La littérature bretonne compte dans son répertoire bon nombre de nouvelles. Ces courts romans utilisant bien souvent des situations réalistes empreintes parfois d’irréalisme et présentant une construction travaillée, dramatique ou humoristique, sont aujourd’hui monnaie courante dans la littérature bretonne contemporaine, en atteste les productions de Daniel Doujet, David Ar Gall ou encore Annie Coz. À l’époque des revues littéraires bretonnes du XXe siècle, il n’est pas rare non plus d’en lire. Le format court des revues s’y prêtant bien. Format que Xavier de Langlais a donc utilisé. Il s’est essayé à cet exercice à cinq reprises, dans, Dihunamb, Kened ( Kened est une revue créée en 1946 par Pêr Denez et Arzel Even. Elle ne publie que deux numéros avant de fusionner avec Al Liamm), Ar Vretoned dre ar bed et Arvor
1 Er Houfr ! (1932) le coffre !
Sa première nouvelle, Er Houfr ! est publiée dans Dihunamb en août 1932. Elle sort un mois
après son recueil de poèmes Kanou en noz.
2 Er uir Iouankiz (1938)
Er uir iouankiz (La vraie jeunesse ) est la deuxième nouvelle parue dans Dihunamb.
3 Er Foet de Duemmein (1941)
Er Foet de Duemmein (Le fouet à chauffer) est une petite histoire publiée dans la revue Arvor le 12 janvier 1941.
4 Jobig hag e gazh (1946)
La nouvelle “Jobig hag e gazh” (Petit Job et son chat ) a été publiée dans Kened en août 1946.
5 Butun er merhed (1946)
Butun er merhed (Le tabac des filles) est une petite histoire s’apparentant plus à un conte, publiée dans Ar Vretoned dre ar bed le 1er mars 1946.
L’essai artistique
Ene al linennoù, (L’esprit des lignes) 1942
– Ene al linennoù, (L’esprit des lignes) 1942, Éditions Skridoù Breizh, écrit et illustré par Langleiz.
Les chroniques
Ar Seiz(h) Avel (1941)
Xavier de Langlais va, pendant la seconde guerre mondiale, s’essayer à un nouvel exercice
littéraire, la chronique humoristique, engagée, culturelle. C’est ainsi qu’il va prendre part à la
rubrique en langue bretonne dans le quotidien La Bretagne : « Ar Seiz(h) Avel ».
Le roman
Le roman est un genre que Xavier de Langlais s’est approprié après avoir écumé les autres
genres littéraires. On s’aperçoit qu’il considère à cette époque que le roman est trop « long pour le moment ». C’est donc peut-être par manque de temps ou par manque de maîtrise de la langue qu’il ne souhaite pas écrire de roman. Mais il a déjà bien dans l’idée d’en écrire. Et son premier roman va marquer la littérature bretonne, tout comme Ene al Linennoù, par son caractère original.

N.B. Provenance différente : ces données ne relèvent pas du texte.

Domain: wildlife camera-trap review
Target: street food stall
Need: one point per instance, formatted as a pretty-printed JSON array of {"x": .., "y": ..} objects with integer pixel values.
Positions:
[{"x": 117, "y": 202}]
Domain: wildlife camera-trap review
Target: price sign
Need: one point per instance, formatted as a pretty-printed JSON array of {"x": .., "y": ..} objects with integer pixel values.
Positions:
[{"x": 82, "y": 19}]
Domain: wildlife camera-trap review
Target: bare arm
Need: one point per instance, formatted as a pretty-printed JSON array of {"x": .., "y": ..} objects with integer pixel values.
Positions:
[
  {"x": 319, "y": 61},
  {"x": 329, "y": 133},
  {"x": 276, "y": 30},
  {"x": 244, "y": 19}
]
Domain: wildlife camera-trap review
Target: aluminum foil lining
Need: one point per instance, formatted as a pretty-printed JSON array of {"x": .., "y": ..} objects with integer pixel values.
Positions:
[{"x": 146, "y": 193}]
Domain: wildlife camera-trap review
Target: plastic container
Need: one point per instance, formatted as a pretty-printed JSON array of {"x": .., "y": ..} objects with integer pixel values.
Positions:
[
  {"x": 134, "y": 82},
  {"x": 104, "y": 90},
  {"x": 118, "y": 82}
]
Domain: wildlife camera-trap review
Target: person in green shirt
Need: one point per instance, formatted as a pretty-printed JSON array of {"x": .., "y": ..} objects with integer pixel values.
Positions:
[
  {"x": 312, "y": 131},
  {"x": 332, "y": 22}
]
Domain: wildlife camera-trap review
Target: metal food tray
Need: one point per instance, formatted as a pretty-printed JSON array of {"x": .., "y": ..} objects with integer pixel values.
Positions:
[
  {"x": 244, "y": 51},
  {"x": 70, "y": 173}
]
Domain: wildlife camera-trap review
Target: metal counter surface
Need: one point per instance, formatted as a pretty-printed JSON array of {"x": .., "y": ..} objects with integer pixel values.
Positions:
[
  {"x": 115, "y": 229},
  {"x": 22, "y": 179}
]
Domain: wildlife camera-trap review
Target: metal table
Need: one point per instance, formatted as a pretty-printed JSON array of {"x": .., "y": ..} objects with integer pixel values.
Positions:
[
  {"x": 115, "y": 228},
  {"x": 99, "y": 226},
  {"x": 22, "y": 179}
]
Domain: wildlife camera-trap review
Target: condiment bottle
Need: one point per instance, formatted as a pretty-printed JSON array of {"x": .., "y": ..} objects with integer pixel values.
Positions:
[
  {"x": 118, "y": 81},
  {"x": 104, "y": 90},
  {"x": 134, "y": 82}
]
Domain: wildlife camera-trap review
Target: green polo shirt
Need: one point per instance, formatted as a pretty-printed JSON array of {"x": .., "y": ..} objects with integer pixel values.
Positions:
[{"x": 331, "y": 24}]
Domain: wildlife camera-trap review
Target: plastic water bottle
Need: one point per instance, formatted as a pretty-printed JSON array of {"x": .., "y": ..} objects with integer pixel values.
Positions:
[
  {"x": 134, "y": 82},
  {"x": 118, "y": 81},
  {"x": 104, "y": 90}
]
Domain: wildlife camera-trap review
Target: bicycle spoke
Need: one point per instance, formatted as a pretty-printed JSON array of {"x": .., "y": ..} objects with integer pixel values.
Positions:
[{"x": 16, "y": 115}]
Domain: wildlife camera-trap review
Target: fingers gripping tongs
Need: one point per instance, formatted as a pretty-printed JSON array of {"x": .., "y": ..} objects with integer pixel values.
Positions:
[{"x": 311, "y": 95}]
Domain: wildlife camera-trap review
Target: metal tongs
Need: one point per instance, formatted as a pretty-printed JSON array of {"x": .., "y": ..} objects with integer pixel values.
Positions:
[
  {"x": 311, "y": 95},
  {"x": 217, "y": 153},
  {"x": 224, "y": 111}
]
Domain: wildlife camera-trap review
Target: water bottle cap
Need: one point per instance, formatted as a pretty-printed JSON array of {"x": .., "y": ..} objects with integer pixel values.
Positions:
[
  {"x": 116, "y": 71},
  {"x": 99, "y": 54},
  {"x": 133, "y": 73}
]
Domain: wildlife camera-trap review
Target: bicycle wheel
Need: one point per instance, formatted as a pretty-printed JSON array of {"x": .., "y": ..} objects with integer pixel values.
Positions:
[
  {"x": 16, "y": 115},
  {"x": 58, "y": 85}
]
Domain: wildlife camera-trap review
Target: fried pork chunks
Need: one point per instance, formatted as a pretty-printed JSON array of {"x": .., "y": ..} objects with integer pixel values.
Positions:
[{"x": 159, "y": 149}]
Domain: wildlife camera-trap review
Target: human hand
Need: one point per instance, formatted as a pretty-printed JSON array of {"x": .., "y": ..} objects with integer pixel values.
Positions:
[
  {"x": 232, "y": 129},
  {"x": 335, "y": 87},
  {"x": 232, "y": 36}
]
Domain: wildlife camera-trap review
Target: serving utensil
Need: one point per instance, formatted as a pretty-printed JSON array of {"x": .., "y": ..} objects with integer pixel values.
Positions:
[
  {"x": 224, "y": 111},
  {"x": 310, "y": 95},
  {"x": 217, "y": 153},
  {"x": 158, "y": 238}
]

1 Enez ar Rod (Île sous cloche), (1943-49)
Enez ar Rod (Île sous cloche), écrit en 1940 et détruit à l’imprimerie par les bombardements de 1943, il sera imprimé en 1949, Éditions Ar Balb. Son premier roman est d’un genre nouveau en breton : roman d’anticipation.
et 2000, Éditions Mouladurioù Hor Yezh.
2 Tristan hag Izold diwae un doidigezh ( 1958)
Tristan hag Izold diwae un doidigezh, 1958, Éditions Al Liamm. La version bretonne de l’histoire de Tristan et Iseult vient ouvrir une nouvelle période dans les écrits de Xavier de Langlais, celle de la réécriture de la matière de Bretagne.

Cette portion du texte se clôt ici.